Au lieu de ça, il devait partager son temps avec ce glaçon d'Hitsugaya, cet âne excité d'Abarai et ce prétentieux Kuchiki. Ils étaient complètement perdus sans leurs zanpakuto alors que lui ne perdait pas grand-chose à ce jeu-là, exception faite à sa mémoire. L'idée d'avoir battu et été vaincu par des ennemis dont il ne se souvenait même pas le nom ou le visage, ou au moins la force spirituelle, l'irritait comme jamais.
Et devoir, par-dessus tout, fouiller un hangar où s'amoncelaient des objets en tout genre sans grande importance commençait à le chauffer sérieusement.
_Capitaine Abarai, dit-il, vous voyez un truc intéressant dans ce putain de merdier ?
Une voix s'éleva d'une petite salle qui jouxtait le mur du fond.
_C'est une fille qui habite là.
_Comment savez-vous ça ? Demanda le Capitaine Kuchiki qui regretta presqu'instantanément d'avoir posé cette question.
_Euh… hésita Renji Abarai. C'est… c'est une salle de bain et dans les tiroirs, ben… y a des sous-v…

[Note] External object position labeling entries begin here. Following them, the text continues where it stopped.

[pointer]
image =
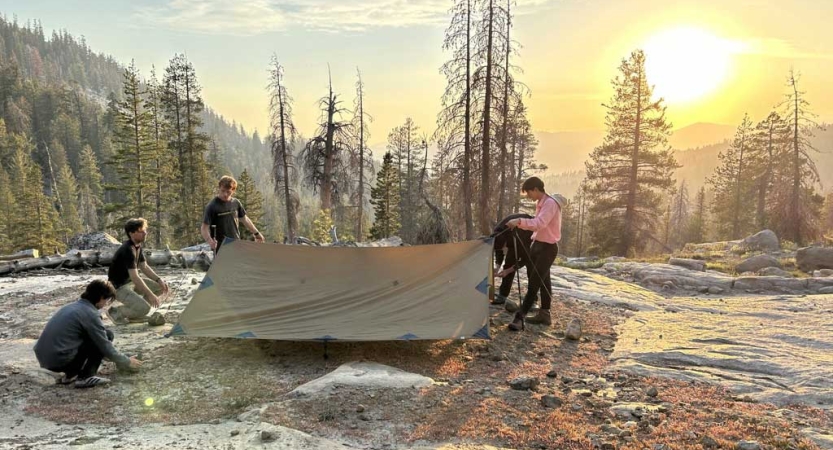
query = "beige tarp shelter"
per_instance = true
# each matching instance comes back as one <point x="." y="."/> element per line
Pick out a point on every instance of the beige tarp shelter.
<point x="286" y="292"/>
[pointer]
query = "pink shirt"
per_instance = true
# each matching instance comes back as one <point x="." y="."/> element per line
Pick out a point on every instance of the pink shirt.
<point x="547" y="221"/>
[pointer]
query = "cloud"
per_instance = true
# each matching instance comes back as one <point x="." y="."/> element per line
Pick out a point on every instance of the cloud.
<point x="255" y="17"/>
<point x="776" y="48"/>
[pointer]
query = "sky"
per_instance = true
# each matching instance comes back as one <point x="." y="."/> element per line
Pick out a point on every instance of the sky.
<point x="712" y="60"/>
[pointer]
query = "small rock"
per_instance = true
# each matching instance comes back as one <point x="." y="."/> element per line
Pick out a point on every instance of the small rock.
<point x="573" y="331"/>
<point x="708" y="442"/>
<point x="748" y="445"/>
<point x="551" y="401"/>
<point x="156" y="319"/>
<point x="267" y="436"/>
<point x="523" y="383"/>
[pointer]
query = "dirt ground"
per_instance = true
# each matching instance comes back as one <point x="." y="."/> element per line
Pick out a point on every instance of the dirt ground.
<point x="578" y="403"/>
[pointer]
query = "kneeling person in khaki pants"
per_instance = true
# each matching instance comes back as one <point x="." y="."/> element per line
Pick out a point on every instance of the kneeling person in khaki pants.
<point x="136" y="293"/>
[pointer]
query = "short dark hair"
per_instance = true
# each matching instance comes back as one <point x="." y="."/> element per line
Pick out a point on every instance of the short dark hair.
<point x="531" y="184"/>
<point x="134" y="225"/>
<point x="97" y="290"/>
<point x="227" y="182"/>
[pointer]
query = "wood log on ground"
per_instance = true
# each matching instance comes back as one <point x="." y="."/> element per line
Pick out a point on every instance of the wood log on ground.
<point x="86" y="258"/>
<point x="31" y="253"/>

_C'est bon, merci Capitaine, le coupa Tôshirô. Nous avons compris.
Ce-dernier observait le hangar avec appréhension. Il ne comprenait pas pourquoi son cœur s'accélérait comme ça à chaque fois qu'il posait ses yeux sur les meubles et les objets. Qui avait-il de si important dans l'odeur de cette salle pour que son corps frissonne ?

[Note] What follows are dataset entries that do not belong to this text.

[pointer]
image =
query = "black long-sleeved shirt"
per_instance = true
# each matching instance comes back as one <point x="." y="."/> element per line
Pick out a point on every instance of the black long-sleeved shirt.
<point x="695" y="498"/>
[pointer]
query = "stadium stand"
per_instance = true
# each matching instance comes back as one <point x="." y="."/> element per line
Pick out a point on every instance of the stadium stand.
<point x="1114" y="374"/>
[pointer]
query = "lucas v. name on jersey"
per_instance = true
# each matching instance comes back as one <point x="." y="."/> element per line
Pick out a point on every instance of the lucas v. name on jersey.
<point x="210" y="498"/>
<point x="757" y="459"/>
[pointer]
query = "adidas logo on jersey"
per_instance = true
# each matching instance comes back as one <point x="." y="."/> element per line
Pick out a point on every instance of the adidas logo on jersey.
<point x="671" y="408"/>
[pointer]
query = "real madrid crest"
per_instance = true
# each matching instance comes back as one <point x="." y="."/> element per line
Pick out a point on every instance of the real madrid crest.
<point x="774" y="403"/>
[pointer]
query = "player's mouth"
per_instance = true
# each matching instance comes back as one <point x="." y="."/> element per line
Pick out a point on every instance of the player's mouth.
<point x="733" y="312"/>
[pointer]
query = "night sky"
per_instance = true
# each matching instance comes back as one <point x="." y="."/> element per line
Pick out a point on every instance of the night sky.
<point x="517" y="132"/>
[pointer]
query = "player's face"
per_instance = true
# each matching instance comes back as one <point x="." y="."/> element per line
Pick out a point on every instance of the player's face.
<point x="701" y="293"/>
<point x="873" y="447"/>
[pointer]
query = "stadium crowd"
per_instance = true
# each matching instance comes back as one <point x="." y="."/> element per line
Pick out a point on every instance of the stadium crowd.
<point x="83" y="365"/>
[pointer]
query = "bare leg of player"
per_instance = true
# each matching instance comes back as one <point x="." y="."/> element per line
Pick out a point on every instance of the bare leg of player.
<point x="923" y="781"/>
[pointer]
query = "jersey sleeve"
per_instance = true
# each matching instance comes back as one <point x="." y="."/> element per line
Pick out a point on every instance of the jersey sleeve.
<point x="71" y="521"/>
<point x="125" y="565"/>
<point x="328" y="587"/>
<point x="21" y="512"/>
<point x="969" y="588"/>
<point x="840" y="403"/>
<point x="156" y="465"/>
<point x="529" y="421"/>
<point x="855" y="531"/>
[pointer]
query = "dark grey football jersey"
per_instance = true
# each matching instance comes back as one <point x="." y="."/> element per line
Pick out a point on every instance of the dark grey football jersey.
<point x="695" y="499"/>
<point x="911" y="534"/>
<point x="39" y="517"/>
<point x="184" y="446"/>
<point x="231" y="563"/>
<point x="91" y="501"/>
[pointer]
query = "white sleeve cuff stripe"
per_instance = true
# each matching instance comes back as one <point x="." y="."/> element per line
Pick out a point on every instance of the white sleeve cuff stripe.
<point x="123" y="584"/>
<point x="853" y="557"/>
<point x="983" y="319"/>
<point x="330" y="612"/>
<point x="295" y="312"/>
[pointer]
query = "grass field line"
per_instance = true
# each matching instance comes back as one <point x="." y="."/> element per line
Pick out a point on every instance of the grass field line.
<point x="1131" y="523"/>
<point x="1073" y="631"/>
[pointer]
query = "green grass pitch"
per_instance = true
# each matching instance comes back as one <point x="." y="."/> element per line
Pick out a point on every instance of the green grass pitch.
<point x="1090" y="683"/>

_Je ne vois rien qui pourrait expliquer une telle concentration de reïatsu dans cette partie de la forêt, dit le Capitaine Kuchiki.
_Pourtant, reprit Tôshirô, c'est la seule habitation dans ce coin-là. Le début de la ville est à, au moins vingt minutes de marche.

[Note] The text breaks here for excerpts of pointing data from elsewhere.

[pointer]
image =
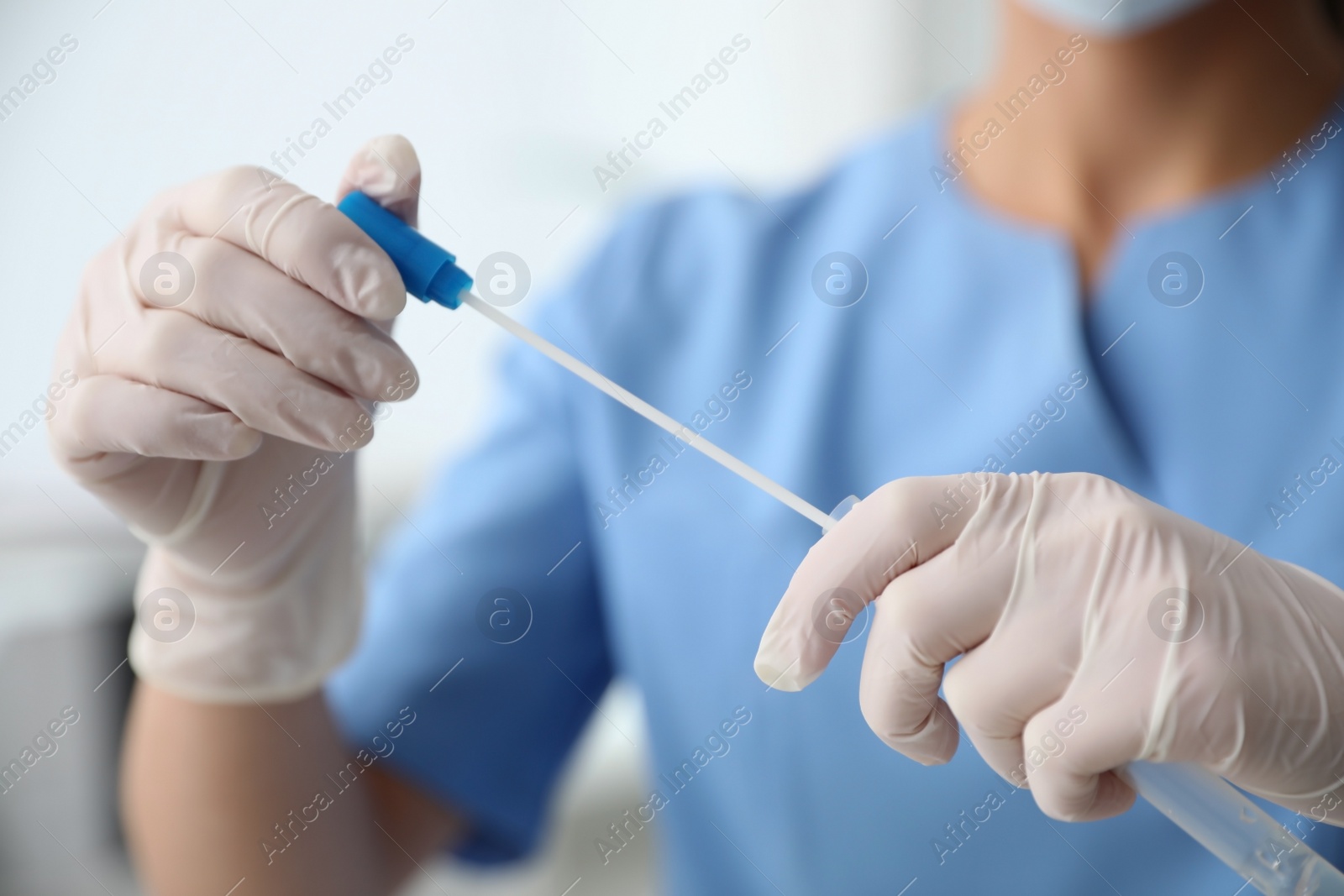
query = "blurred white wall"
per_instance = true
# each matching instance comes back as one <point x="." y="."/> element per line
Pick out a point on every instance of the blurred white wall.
<point x="510" y="102"/>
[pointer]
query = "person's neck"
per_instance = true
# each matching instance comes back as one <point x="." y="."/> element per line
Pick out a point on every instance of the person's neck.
<point x="1144" y="123"/>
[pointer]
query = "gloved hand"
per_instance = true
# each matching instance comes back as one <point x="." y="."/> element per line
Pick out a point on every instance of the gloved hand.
<point x="1095" y="627"/>
<point x="228" y="351"/>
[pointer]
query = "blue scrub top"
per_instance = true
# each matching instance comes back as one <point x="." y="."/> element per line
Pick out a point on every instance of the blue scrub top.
<point x="578" y="542"/>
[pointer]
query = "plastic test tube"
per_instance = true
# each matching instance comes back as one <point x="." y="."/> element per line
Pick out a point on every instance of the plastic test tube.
<point x="1218" y="815"/>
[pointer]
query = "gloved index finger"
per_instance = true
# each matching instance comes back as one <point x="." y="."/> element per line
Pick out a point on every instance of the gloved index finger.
<point x="302" y="235"/>
<point x="902" y="524"/>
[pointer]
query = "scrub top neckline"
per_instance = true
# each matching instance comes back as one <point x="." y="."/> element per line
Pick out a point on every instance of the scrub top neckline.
<point x="1249" y="188"/>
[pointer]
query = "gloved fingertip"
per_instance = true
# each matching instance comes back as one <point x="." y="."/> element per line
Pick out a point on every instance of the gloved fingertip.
<point x="244" y="443"/>
<point x="780" y="676"/>
<point x="387" y="170"/>
<point x="369" y="282"/>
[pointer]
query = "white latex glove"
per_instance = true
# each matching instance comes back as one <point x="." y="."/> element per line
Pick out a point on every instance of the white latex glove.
<point x="221" y="390"/>
<point x="1075" y="658"/>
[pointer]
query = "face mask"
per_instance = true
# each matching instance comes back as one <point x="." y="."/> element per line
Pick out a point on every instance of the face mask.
<point x="1110" y="19"/>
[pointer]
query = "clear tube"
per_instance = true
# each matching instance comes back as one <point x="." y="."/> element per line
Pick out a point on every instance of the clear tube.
<point x="648" y="411"/>
<point x="1227" y="824"/>
<point x="1218" y="815"/>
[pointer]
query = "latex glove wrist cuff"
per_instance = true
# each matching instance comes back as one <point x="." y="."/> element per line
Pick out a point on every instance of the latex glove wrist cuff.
<point x="239" y="634"/>
<point x="239" y="649"/>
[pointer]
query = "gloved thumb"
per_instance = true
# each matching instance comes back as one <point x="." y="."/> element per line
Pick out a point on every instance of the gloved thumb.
<point x="387" y="170"/>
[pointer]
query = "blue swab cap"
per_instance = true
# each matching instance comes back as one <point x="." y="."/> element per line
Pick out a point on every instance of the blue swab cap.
<point x="427" y="269"/>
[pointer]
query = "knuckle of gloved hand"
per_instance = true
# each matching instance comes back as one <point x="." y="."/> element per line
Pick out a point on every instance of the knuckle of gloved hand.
<point x="239" y="186"/>
<point x="969" y="698"/>
<point x="163" y="338"/>
<point x="880" y="710"/>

_Attendons sa propriétaire, suggéra Zaraki Kenpachi en bouillant de l'intérieur. Je suis sûr qu'elle aura pleins de choses à nous raconter…
_Si il y a une propriétaire, ajouta la Capitaine Abarai. Les placards de la cuisine sont quasiment vides.
_Oui mais les peintures de ces tableaux-là ont l'air fraîches.
Un silence pesant s'abattit sur le groupe.
_Bien, reprit le Capitaine Hitsugaya. Je propose que nous montions la garde en dehors de ce taudis et que nous observions la situation jusqu'à ce que quelque chose bouge.
Tous les trois acquiescèrent. Mais lorsqu'ils s'apprêtèrent à quitter les lieux, le regard de Byakuya Kuchiki s'arrêta sur une tasse de café renversée sur le sol. Il se pencha pour la ramasser et se releva pour faire face à un grand drap blanc, reposant sur un immense rectangle. Que pouvait-il y avoir derrière pour être ainsi dissimulé ?
Alors il approcha sa main et attrapa le bout de tissu pour tirer dessus quand, tout-à-coup, la porte d'entrée grinça.
_Kurosaki-san ? Minauda la voix d'une femme. Vous êtes là ?
Il n'y eut, bien sûr aucune réponse.
Alors, la femme entra et caressa toute la salle de ses yeux ambitieux.
Les quatre capitaines encore présents en plein milieu de ce champ de bataille retinrent leur souffle. Allait-elle les voir ? Mais la chance fut de leur côté car elle cria :
_Tu peux entrer ! Elle n'est pas là !
_Vous êtes sûr ? Elle n'aime pas trop être dérangée…
Un jeune homme de seize ans environ passa sa tête par l'ouverture de la porte. Il était blond comme les blés et ses yeux étaient d'un vert clair comme deux pommes. Il avait l'air timide et étourdis.
_Si je te le dis, reprit-elle. Tous les artistes de Karakura me donnent leur clef pour passer prendre leurs œuvres quand ils sont absents, mais obtenir celle de Kurosaki-san a été plus qu'un challenge ! Elle est vraiment sauvage, cette jeune fille. Très asociale.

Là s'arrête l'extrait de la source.